Now imagine the machine which is executing broker 1 crash. What happens is the following:
Now partition 0 of broker 2 is the new leader, so broker 2 will process both partition 0 and 1. This concept helps us to explain fault tolerance: if a partition has n copies, it can be processed even if n-1 faults occur.
The final concept I want to cover is related to the consumer side. Let’s image we have only one consumer and a huge amount of data to be sent to him: he might not be able to process all of those data. We’d like our data to be processed in parallel, but how can we implement it? The answer is by creating a consumer group. It is a single receiving application composed by several consumers, each reading from one or more partition (but the same partition cannot be read from two different consumers: there are no duplicates). Hence, the maximum number of consumers is the number of partition, otherwise some consumers will be doing nothing. Note that when we have multiple consumers in a group, messages are read in order within a partition, but in parallel across partitions.
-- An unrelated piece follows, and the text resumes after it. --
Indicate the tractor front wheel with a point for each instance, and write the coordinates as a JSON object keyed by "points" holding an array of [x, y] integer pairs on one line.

So a sample situation might be the following:
We have one topic split into three partitions, and we have a consumer group with three members, each reading one partition.
But what happens if there are new consumers enjoying the group or actual consumers leaving? How can Kafka decide to reassign partitions and rebalance the work among the new consumers’ configuration?
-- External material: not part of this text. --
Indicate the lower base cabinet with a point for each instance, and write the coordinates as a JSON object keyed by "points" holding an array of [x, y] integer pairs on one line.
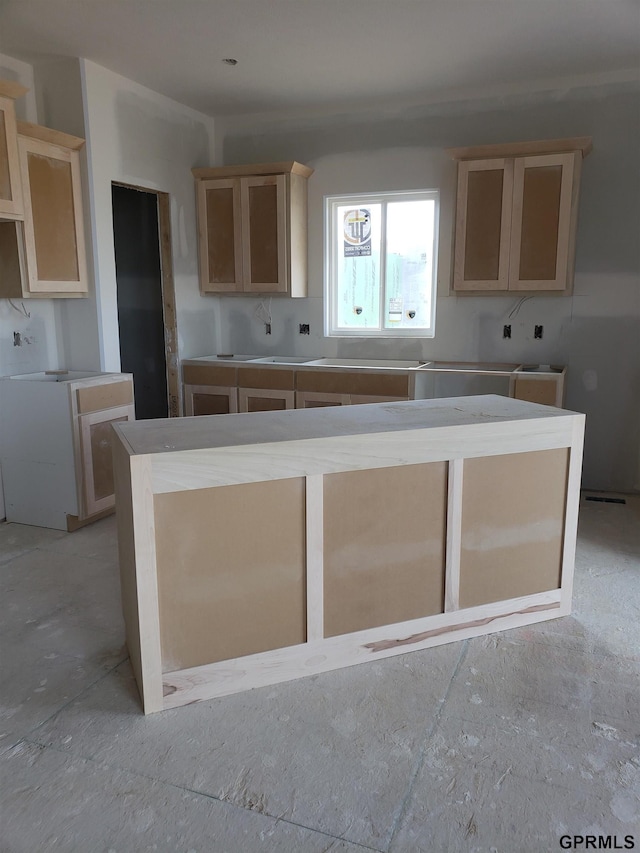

What Kafka needs is a group coordinator, hence one of the brokers is elected as such. When a consumer wants to enjoy or leave the group, he has to send the request to the group coordinator. The first consumer enjoying a group becomes the group leader. Hence, when some kind of rebalance is needed, the group coordinator decides how to reassign partitions (keeping in mind the upper limit to the number of consumers), while the group leader is in charge of executing this operation.
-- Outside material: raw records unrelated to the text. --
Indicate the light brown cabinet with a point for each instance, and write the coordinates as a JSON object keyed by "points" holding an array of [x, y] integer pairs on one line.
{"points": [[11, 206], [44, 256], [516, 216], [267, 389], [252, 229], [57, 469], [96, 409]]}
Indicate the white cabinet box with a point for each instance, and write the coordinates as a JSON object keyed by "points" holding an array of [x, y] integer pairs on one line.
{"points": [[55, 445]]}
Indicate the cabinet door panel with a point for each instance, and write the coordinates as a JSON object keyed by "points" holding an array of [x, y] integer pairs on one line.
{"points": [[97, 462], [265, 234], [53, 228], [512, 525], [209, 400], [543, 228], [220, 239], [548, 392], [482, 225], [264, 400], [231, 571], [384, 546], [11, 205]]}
Well, now that you have an idea of the architecture of Kafka, let’s run a very basic example.
After creating my virtual environment for Kafka, I created a new topic called “test”, which won’t be divided into partitions (indeed, it will only have one partition) and won’t be replicated many times (its replication factor is equal to one);
(kafka) [root@quickstart kafka] kafka-topics --create --zookeeper localhost:2181 --replication-factor 1 --partitions 1 --topic test
Now I’m creating my producer, writing three messages he will send to the consumer:
(kafka) [root@quickstart kafka] kafka-console-producer --broker-list localhost:9092 --topic test >hello >this is my first message >this is my second message
Finally, let’s set our consumer, which will be able to receive the messages the producer wrote above:
(kafka) [root@quickstart kafka] kafka-console-consumer --bootstrap-server localhost:9092 --topic test --from-beginning hello this is mt first message this is my second message
Apache Kafka, if implemented with Spark Streaming, allows you not only to keep track of streaming data, but also to build relevant analytics on it. This tool is particularly powerful if you need to keep track of working engines and focus on latencies or sub-optimal executions, or if you need an idea of the market’s response to your new business strategy.
Whatever the business sector involved, real-time data analysis could add relevant value to it.